Counterfactual intervention

needs a causal model over the finding graph

"If this finding is retracted, what else collapses?" "If this mechanism is confirmed, which experiments become obvious next?" The dependency graph Vela makes explicit becomes a simulation surface. Where the compiled substrate starts to act as a causal inference engine for science itself.

04 · portfolio-level

Corridor composition

which regions of science should we compile first

Given finite attention and capital, which corridors should the Weave compile next? Which interlocking pairs unlock each other? Which dark regions should be deliberately long-exposed? Markowitz at civilizational scale, and the Horizons operating model.

The four are layered. Horizon re-projection is cheapest and ships first. Trajectory extrapolation builds on it. Counterfactual intervention requires Vela's typed links to be dense enough to support causal reasoning. Corridor composition is the portfolio-level capability that the Gigafactories need to operate against.

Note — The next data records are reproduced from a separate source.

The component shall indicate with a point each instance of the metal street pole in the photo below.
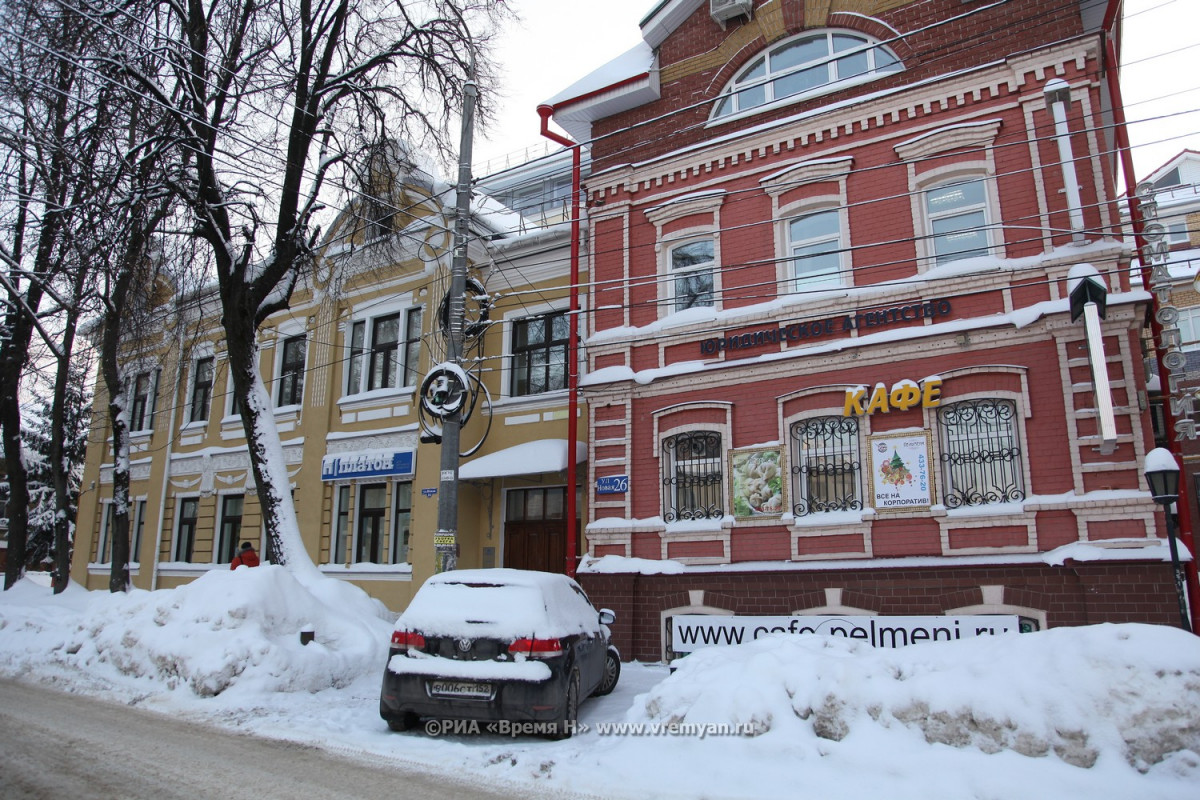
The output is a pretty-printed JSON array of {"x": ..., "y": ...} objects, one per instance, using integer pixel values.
[
  {"x": 1180, "y": 591},
  {"x": 445, "y": 541}
]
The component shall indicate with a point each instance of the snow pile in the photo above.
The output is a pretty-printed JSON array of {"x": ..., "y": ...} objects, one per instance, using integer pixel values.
[
  {"x": 1090, "y": 695},
  {"x": 228, "y": 630}
]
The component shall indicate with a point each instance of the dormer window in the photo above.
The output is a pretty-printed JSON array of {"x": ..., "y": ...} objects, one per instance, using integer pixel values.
[{"x": 807, "y": 65}]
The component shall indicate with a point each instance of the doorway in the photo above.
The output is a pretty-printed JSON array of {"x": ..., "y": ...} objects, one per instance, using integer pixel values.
[{"x": 535, "y": 529}]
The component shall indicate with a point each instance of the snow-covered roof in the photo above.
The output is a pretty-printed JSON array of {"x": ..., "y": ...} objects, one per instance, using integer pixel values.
[
  {"x": 527, "y": 458},
  {"x": 627, "y": 82}
]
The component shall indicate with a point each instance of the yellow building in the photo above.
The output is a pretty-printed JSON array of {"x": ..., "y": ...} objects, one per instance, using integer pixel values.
[{"x": 345, "y": 367}]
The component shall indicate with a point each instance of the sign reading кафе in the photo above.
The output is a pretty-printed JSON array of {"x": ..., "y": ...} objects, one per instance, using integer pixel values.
[
  {"x": 691, "y": 632},
  {"x": 820, "y": 328}
]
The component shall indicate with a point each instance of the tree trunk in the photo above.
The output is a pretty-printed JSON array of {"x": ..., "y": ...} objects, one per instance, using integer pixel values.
[{"x": 271, "y": 481}]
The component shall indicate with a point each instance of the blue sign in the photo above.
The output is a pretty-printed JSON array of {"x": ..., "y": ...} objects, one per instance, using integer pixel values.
[
  {"x": 366, "y": 464},
  {"x": 612, "y": 485}
]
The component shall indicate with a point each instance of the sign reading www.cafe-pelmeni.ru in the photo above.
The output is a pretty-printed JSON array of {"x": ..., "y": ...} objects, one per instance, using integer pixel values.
[{"x": 690, "y": 632}]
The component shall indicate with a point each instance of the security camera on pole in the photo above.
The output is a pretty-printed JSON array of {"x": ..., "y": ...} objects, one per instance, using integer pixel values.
[{"x": 450, "y": 386}]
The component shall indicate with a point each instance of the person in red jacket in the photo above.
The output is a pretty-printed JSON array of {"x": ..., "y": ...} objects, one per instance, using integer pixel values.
[{"x": 246, "y": 557}]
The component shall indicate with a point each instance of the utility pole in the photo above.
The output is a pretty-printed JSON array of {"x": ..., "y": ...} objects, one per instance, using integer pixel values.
[{"x": 445, "y": 541}]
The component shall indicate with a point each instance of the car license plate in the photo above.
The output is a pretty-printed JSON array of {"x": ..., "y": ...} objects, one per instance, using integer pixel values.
[{"x": 460, "y": 689}]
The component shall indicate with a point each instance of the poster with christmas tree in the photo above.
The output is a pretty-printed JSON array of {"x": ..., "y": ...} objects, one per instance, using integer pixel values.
[{"x": 900, "y": 470}]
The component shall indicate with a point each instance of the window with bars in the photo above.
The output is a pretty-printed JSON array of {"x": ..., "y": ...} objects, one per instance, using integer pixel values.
[
  {"x": 981, "y": 452},
  {"x": 341, "y": 525},
  {"x": 826, "y": 465},
  {"x": 292, "y": 372},
  {"x": 202, "y": 389},
  {"x": 693, "y": 476},
  {"x": 539, "y": 354}
]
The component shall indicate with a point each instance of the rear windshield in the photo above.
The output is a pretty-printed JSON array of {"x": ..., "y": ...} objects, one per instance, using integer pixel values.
[{"x": 478, "y": 609}]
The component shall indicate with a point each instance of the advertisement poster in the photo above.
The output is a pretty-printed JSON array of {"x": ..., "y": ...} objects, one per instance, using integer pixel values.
[
  {"x": 757, "y": 483},
  {"x": 901, "y": 471}
]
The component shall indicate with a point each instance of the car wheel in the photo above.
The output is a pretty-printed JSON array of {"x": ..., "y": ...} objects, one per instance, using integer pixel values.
[
  {"x": 611, "y": 674},
  {"x": 567, "y": 721},
  {"x": 402, "y": 722}
]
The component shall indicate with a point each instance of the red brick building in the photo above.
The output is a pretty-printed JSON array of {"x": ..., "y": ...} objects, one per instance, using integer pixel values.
[{"x": 831, "y": 360}]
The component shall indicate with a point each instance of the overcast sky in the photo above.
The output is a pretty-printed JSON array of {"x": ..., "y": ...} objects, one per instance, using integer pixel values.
[{"x": 559, "y": 41}]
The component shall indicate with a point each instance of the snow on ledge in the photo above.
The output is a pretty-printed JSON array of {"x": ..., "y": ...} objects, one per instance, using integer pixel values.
[
  {"x": 619, "y": 564},
  {"x": 1110, "y": 549}
]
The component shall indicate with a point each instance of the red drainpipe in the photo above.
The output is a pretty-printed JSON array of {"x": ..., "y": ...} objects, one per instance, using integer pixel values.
[
  {"x": 573, "y": 374},
  {"x": 1182, "y": 505}
]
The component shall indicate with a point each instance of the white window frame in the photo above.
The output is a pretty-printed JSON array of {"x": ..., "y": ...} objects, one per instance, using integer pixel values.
[
  {"x": 397, "y": 546},
  {"x": 737, "y": 96},
  {"x": 1189, "y": 328},
  {"x": 931, "y": 218},
  {"x": 151, "y": 402},
  {"x": 137, "y": 524},
  {"x": 219, "y": 534},
  {"x": 280, "y": 352},
  {"x": 193, "y": 373},
  {"x": 720, "y": 461},
  {"x": 106, "y": 516},
  {"x": 405, "y": 368},
  {"x": 174, "y": 528},
  {"x": 673, "y": 275},
  {"x": 341, "y": 555},
  {"x": 510, "y": 325},
  {"x": 820, "y": 281}
]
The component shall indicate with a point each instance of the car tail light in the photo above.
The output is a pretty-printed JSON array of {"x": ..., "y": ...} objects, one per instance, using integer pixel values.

The honest epistemic limit. Prospective simulation of science is harder than retrospective reading, and the honesty is in admitting it. Short-horizon modest interventions are tractable. Long-horizon field-scale simulation is not forecastable with calibrated confidence. The model's job is not to predict the future but to surface which compilation decisions are robust across many plausible scientific futures. Not "what will happen" but "what compilation work performs well enough across the widest set of conditions."


V · the vision stack

Vela, Horizons, Gigafactories, the Weave

Vela is the protocol. Horizons is the organization. The Gigafactories are the campaigns. The Weave is what the three together produce when the substrate is open and the campaigns compound.

Vela
the open protocol
An open protocol for the State layer of science. Content-addressed finding bundles, typed links, confidence tracking, provenance chains, corridor assembly. Published schema. Rust CLI. Apache 2.0. Intended to be interoperable with every Runtime and every Network that speaks it. Never a revenue product, because the substrate cannot be enclosed without re-breaking the thing it exists to fix.
Horizons
the organization
The company built around Vela. Operates the reference compiler, runs the initial corridors, produces the open benchmarks, and builds the State-layer products that make the protocol usable. Successor to the Bell Labs form: long time horizon, open substrate, frontier-shaped, compounding through published output rather than enclosed IP.
The Gigafactories
the eleven campaigns
Named compilation campaigns over strategic regions of the scientific sky. Solace · Tidal · Watershed · Meridian · Granary · Rift · Lodestar · Sentinel · Parallax · Rootstock · Beacon. Each one is the Alzheimer blood-brain-barrier corridor scaled: a serious, long-exposure compilation of a region that matters, partnered with the Runtime teams extending the frontier in that region.
The Weave
the civilizational result
What science becomes when its compiled substrate is open, versioned, and queryable; when the Runtime has somewhere to land; when the Network is interoperable by default. The compounding regime every serious observer knows is missing.

VI · the bet

What this work is, and is not

Most AI-for-science funding is flowing to the Runtime layer. The foundation models, the autonomous labs, the agent pipelines. These are real and necessary. But every Runtime team that runs for long enough arrives at the same architectural realization: there is no substrate to land on. The compiled, queryable, versioned layer that Git provided for code has no equivalent for findings. Vela is the open protocol that fills that gap.

The bet is not that Vela alone reshapes science. The bet is that Vela plus a community of Runtime teams building on top of it, plus a Network layer coordinating across them, produces the compounding regime that every serious observer knows is missing and that no one has yet constructed. The State layer is the wedge. Everything else follows.